In October 2015, the way hospital and emergency department discharge data were coded changed from ICD-9-CM to ICD-10-CM. This transition may affect how Oral Health hospitalization and emergency department visits are captured, caution must be used when evaluating time trends or comparing data from 2015 and before to data from 2016 or later.
Interpretation examples:
- Lee County had higher rates of emergency department visits due to oral health issues (95.7 per 10,000 residents) in 2017 than Tama County (22.5 per 10,000 residents).
- In Iowa, 27.4 per 10,000 residents younger than 5 years of age visited the emergency department due to oral health issues compared to 11.7 per 10,000 residents ages 5 through 14 in 2017.

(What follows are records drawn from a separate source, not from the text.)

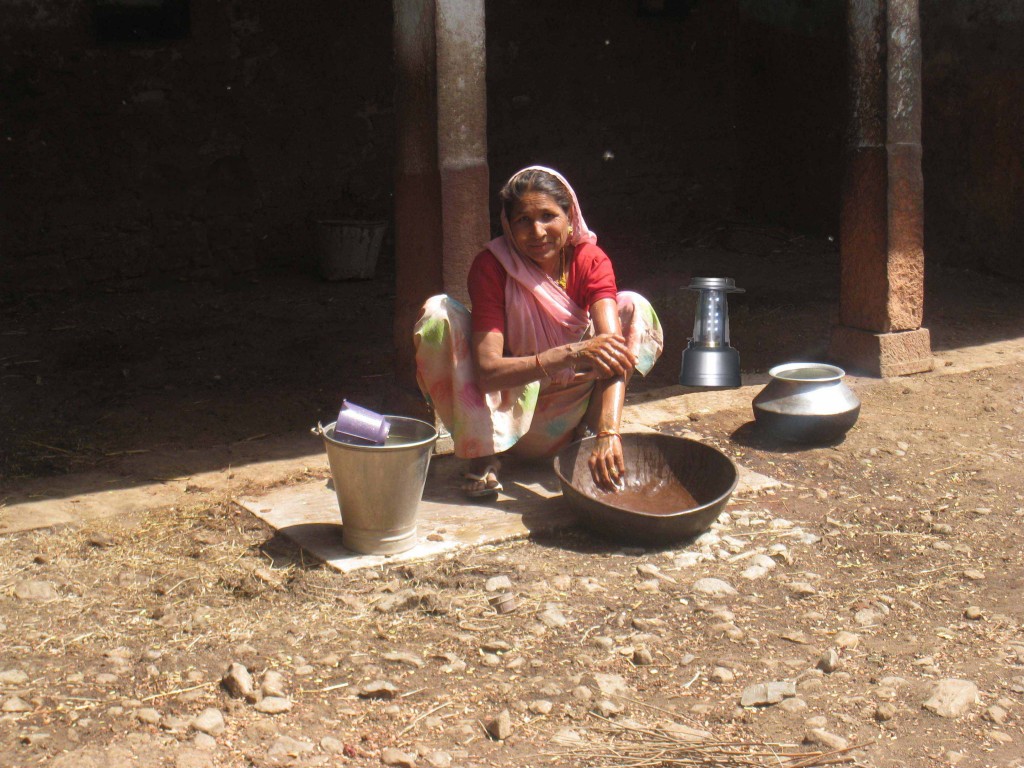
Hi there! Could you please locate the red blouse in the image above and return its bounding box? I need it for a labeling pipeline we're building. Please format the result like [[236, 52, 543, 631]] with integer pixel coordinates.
[[468, 243, 618, 334]]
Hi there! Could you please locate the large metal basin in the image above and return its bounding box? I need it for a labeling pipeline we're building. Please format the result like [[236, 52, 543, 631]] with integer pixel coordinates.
[[554, 434, 739, 546]]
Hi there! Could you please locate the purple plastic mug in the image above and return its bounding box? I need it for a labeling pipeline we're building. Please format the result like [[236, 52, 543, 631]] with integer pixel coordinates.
[[334, 400, 391, 445]]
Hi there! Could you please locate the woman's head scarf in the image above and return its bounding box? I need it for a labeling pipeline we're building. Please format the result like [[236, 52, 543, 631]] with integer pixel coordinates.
[[502, 165, 597, 256]]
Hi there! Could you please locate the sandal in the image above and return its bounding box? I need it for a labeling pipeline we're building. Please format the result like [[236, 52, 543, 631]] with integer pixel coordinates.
[[462, 464, 504, 499]]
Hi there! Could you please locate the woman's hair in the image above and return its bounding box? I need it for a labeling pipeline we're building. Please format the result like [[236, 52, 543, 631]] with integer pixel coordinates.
[[498, 168, 572, 219]]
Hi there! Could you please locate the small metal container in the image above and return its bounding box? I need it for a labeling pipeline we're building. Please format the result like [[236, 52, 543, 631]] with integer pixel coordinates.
[[314, 416, 437, 555], [752, 362, 860, 444]]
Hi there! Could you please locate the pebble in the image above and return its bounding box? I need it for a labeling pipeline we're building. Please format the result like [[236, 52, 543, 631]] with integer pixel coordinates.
[[779, 630, 811, 645], [160, 715, 188, 733], [259, 670, 287, 698], [804, 728, 850, 750], [815, 648, 842, 675], [483, 575, 512, 592], [572, 685, 594, 701], [480, 640, 513, 653], [529, 698, 555, 715], [382, 650, 426, 670], [739, 565, 768, 582], [220, 662, 256, 701], [423, 751, 453, 768], [14, 580, 60, 602], [359, 680, 398, 700], [256, 696, 292, 715], [0, 696, 33, 712], [637, 562, 676, 584], [85, 530, 117, 549], [739, 680, 797, 707], [853, 608, 883, 627], [985, 705, 1010, 725], [321, 736, 345, 755], [790, 582, 818, 598], [692, 579, 739, 597], [551, 573, 572, 592], [778, 696, 807, 713], [537, 608, 569, 630], [922, 679, 978, 719], [487, 710, 512, 741], [593, 698, 625, 718], [551, 728, 583, 746], [174, 749, 213, 768], [266, 736, 315, 759], [833, 630, 860, 650], [191, 707, 227, 736], [708, 667, 736, 683], [0, 670, 29, 685], [193, 732, 217, 752], [672, 552, 706, 568], [583, 672, 630, 697], [874, 701, 896, 723], [633, 648, 654, 667]]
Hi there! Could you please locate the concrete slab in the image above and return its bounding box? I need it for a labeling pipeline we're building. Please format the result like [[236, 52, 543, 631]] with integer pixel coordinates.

- The rate of oral health-related emergency department visits declined from 49.9 per 10,000 residents in 2016 to 33.4 per 10,000 residents in 2017.
Measure Description:
- The ED Visit Count is the number of emergency department visits with a primary diagnosis code for an oral health problem.
- The Crude Rate (Per 10K) is the rate of emergency department visits with a primary diagnosis code for an oral health problem per 10,000 Population.
- The Age Adjusted Rate (Per 10K) is the age adjusted rate of emergency department visits with a primary diagnosis code for an oral health problem per 10,000 Population. Age adjustment to the 2000 Standard US Census is done to allow direct comparison of rates in counties and state with different population age distributions.